Tuesday, 29 September 2015


Earlier this week it was reported that no less than four vehicles had become stranded in the sea off Burnham-On-Sea in one day, caught out by very high tides.  Unfortunately, this is a regular occurrence along this stretch of coast, which is a victim of the notorious Bristol Channel tidal range, the second highest in the world.  In Bridgwater Bay, where Burnham-On-Sea lies near the mouth of the River Parrett, there are extensive mud flats, and at low tide the sea can recede for over one and a half miles.  There was a particularly tragic incident in 2002 when a five-year-old girl died on the mud flats, and following this there was a campaign to fund an inshore rescue hovercraft.  There are now two hovercraft, named after the victim and her sister.

Flooding has been a recurring theme over the years.  The Romans once inhabited the dunes behind the river, having come here to try to reclaim the Somerset Levels.  In 1607 the town was seriously affected by a flooding event so severe that communities from Barnstaple to Gloucester were hit, as well as the entire South Wales coast.  There is a theory that the phenomenon which caused this catastrophe was actually a tsunami rather than an ordinary storm.  The sea bank at Burnham-on-Sea was breached, resulting in the inundation of around 30 villages, with attendant loss of life of humans and farm animals.  More serious flooding occurred in 1981, and following this a large concrete wall was built in a bid to prevent further disasters.
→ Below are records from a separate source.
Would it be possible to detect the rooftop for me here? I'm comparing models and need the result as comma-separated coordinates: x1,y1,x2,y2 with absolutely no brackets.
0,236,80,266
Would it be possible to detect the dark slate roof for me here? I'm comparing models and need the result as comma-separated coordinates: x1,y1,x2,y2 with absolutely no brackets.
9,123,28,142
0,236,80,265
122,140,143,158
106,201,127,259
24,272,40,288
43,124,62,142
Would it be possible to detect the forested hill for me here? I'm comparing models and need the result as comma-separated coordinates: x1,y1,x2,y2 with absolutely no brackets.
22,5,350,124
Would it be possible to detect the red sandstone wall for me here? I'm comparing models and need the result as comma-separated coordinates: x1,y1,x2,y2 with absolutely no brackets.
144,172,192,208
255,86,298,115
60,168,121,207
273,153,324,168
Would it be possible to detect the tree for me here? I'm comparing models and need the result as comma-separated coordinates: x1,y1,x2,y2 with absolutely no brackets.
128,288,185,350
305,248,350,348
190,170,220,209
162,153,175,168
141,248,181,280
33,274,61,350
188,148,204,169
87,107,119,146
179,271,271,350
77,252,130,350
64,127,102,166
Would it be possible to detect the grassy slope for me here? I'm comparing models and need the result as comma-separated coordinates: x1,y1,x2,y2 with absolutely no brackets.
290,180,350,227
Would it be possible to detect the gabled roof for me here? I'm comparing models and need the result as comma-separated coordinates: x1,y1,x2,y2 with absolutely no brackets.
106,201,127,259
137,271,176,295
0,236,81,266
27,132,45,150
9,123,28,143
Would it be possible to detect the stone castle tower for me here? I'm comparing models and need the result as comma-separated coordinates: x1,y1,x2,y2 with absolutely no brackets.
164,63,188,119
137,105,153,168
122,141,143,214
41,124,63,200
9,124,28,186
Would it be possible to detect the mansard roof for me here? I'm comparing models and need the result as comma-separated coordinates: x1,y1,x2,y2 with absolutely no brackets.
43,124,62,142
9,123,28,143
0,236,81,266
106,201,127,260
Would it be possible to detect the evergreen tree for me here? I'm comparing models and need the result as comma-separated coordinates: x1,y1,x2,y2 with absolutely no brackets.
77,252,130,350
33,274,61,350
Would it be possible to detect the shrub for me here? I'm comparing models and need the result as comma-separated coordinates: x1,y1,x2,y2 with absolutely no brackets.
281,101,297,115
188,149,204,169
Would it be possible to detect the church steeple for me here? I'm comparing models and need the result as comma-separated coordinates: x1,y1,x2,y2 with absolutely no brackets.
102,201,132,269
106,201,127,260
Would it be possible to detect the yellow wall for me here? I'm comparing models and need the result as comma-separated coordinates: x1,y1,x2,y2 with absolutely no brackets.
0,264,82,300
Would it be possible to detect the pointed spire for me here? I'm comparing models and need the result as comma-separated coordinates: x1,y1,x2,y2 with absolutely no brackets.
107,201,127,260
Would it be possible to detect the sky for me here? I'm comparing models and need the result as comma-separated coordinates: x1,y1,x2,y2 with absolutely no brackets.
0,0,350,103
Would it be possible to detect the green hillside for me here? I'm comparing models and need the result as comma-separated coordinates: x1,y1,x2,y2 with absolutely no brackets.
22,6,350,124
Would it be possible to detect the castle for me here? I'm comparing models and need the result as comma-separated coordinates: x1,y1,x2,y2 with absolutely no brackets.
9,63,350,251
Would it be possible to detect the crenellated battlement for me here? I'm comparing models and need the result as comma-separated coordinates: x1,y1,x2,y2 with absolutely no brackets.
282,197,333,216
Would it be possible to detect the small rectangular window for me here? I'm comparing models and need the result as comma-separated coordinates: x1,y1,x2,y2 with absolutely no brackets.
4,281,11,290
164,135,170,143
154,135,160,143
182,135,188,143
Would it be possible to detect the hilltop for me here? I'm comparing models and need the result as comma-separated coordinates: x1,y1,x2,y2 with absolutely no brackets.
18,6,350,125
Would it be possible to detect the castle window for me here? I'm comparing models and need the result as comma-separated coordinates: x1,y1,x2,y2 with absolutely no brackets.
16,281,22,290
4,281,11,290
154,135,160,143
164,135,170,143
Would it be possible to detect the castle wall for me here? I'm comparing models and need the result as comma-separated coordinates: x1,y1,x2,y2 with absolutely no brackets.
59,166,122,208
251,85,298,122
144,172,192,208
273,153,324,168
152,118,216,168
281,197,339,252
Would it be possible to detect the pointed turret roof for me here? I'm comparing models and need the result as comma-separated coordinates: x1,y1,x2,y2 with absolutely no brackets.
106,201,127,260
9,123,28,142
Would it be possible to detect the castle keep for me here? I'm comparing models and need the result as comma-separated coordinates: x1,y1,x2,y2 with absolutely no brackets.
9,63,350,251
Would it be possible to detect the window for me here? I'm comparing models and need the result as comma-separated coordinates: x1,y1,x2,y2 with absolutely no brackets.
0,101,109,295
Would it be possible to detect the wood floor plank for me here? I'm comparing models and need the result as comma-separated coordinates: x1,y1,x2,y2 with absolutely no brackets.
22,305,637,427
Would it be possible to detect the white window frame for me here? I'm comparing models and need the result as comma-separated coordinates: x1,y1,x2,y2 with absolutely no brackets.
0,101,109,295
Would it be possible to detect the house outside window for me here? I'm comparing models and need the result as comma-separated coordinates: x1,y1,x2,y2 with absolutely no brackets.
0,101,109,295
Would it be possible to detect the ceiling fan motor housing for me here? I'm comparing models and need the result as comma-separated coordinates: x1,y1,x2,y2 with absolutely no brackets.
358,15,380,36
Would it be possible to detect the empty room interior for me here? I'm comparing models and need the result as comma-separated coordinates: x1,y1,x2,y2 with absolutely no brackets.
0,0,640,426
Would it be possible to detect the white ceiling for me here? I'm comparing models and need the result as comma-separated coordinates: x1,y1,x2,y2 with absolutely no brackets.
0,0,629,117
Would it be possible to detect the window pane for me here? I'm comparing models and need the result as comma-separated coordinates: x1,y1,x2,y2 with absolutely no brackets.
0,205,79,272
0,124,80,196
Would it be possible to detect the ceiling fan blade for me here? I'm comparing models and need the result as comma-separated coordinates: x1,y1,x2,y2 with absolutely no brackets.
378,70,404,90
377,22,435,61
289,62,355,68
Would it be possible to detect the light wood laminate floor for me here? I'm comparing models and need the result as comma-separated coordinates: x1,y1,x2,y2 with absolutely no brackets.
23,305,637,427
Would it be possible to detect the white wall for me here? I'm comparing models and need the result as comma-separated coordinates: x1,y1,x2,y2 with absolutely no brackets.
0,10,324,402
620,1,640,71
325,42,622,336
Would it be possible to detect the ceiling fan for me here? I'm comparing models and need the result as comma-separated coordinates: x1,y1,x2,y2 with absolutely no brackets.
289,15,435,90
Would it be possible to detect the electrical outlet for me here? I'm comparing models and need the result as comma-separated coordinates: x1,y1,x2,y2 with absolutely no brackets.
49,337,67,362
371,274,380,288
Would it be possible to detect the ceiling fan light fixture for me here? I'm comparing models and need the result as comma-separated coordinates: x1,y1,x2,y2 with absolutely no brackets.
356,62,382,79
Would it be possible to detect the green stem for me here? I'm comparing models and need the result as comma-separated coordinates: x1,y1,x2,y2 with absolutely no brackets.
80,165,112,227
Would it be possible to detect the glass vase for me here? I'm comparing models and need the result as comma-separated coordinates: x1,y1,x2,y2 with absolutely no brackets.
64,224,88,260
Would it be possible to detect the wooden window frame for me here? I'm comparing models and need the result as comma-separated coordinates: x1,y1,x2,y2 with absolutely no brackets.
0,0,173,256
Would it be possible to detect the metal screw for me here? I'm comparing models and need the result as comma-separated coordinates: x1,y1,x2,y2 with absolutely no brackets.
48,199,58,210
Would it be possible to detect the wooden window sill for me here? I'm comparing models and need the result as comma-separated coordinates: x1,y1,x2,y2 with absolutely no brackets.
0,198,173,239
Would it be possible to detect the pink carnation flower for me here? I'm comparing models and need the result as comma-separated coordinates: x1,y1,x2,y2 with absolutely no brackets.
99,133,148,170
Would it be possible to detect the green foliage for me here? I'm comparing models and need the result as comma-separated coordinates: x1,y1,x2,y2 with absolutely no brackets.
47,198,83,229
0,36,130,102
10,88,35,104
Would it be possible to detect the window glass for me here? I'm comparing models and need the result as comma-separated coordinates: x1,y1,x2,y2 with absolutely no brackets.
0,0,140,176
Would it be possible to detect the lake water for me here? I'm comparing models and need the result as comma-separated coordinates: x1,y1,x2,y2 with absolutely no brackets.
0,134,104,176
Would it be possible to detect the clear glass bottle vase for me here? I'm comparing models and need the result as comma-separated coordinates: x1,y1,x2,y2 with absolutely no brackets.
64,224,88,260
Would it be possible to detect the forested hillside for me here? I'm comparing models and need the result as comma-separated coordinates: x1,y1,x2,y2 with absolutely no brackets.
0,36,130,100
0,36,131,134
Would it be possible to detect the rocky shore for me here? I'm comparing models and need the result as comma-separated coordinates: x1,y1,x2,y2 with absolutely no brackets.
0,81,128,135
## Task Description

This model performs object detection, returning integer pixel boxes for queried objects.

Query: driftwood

Burnham-on-Sea is a traditional family oriented resort, with sandy beaches offering donkey rides in the summer and a pier with amusements which holds the record as Britain's shortest pier.  The main beaches are Berrow Beach and Brean Beach.  Apex Park to the south of the town is a leisure and wildlife park with a variety of ducks and other waterfowl, walking trails, picnic spots and a range of activities for the kids.  Adults may want to turn to the Burnham andBerrow Golf Club for their amusement.

For a list of events in Burnham-on-Sea see here.

Webcam of the seafront and pier.

Map of the area.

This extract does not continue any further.